Özel Sektördeki Beklentiler
Öte yandan asgari ücrete yapılan yüzde 34'lük ara zammın ardından özel sektörde çalışan milyonlarca kişi kendi ne olacağını merak ediyor. Ekonomist Muhammet Bayram tahminini açıkladı. Bayram milliyet.com.tr'ye yaptığı açıklamada şu ifadeleri kullandı: “Özel sektöre yapılacak zammın referans değeri asgari ücrete yapılan zamdır. Asgari ücrete yüzde 34 zam yapıldığı için bu seviyede bir zam yapılabilmesi öngörülebilir. Tabi memur maaşlarına bir önceki dönemde asgari ücrete yüzde 54 zam yapılırken memur maaşlarına yüzde 30’luk zam yapılmıştı. Bu dönemde memurlara daha fazla bir artış yapıldı. O nedenle memurlara yapılan zam tutarının özel sektöre yansımasının mümkün olmadığını düşünüyorum. Asgari ücret artış oranı referans değer olacaktır. O da maksimum yüzde 34 seviyesindedir. İşverenler çalışanlarına bunun üzerinde bir artış yapabilirler. Maaş artışı çalışan ve işveren arasındaki anlaşmaya bağlıdır. Mali Müşavir Ahmet Kurtuluş ise asgari ücret tahminini şöyle açıklıyor: “Biz asgari ücreti 11 bin TL civarında bekliyorduk. Yüzde 30 civarında artış öngörüyorduk. Bunun üzerine çıkıldı. Refah payı artışı ile yüzde 34 oranında artış yapıldı. Burada sevindirici haber asgari ücret destek priminin 500 TL’ye çıkarılması işvereni rahatlatacaktır. Bu artışın asgari ücretli için kötü bir gelişme olarak değerlendirilmesi imkansız. Ancak asgari ücrete yapılan yüksek artışın sektörde kayıt dışılığa yol açacağı ihmal edilmemelidir.

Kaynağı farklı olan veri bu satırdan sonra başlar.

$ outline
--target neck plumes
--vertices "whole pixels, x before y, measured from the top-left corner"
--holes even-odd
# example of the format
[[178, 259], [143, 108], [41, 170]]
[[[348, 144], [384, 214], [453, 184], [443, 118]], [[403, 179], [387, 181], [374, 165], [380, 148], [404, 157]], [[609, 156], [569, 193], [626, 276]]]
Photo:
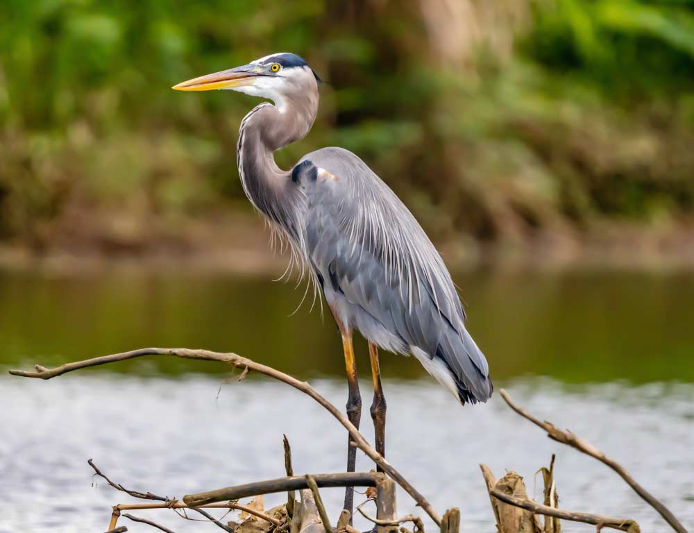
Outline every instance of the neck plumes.
[[318, 92], [278, 99], [276, 107], [261, 103], [244, 117], [237, 163], [251, 202], [271, 222], [295, 237], [295, 210], [301, 192], [292, 183], [291, 172], [277, 166], [273, 153], [308, 133], [318, 110]]

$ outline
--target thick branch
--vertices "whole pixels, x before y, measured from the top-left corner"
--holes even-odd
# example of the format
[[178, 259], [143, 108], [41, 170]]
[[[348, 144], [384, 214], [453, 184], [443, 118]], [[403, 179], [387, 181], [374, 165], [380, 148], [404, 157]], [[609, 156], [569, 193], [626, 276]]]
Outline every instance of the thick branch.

Asgari ücrette ortaya çıkan bu artış diğer ücretlerde bu oranda bir beklentiye yol açıyor. Beklenti üzerinde yapılan artış diğer ücretlere aynı oranda yaşanmadığı için asgari ücretle diğer ücretler arasındaki makas kapanmakta bu çalışma barışı açısından iyi değerlendirilmelidir. Asgari ücrete yapılan zamlar diğer çalışanlara eşit oranda yansıtılmıyor maalesef. Örneğin geçen sene asgari ücrete yüzde 100 zam yapılırken diğer çalışanlarda bu oran yüzde 80-85'lerde kalmıştı. Bu durum ise şöyle bir oran olarak karşımıza çıkıyor. Asgari ücrete yapılan zamma göre diğer çalışanlara 15-20 puan daha düşük yansıtıldığı anlamına geliyor. Bu 6 aylık süreçte değerlendirildiğinde asgari ücrete şu anda yapılan yüzde 30’luk zammın diğer çalışanlara yüzde 20-25 bandında gerçekleşeceğini öngörüyoruz. Bu durum asgari ücretle diğer çalışanların arasındaki makasın daralması anlamına geliyor.”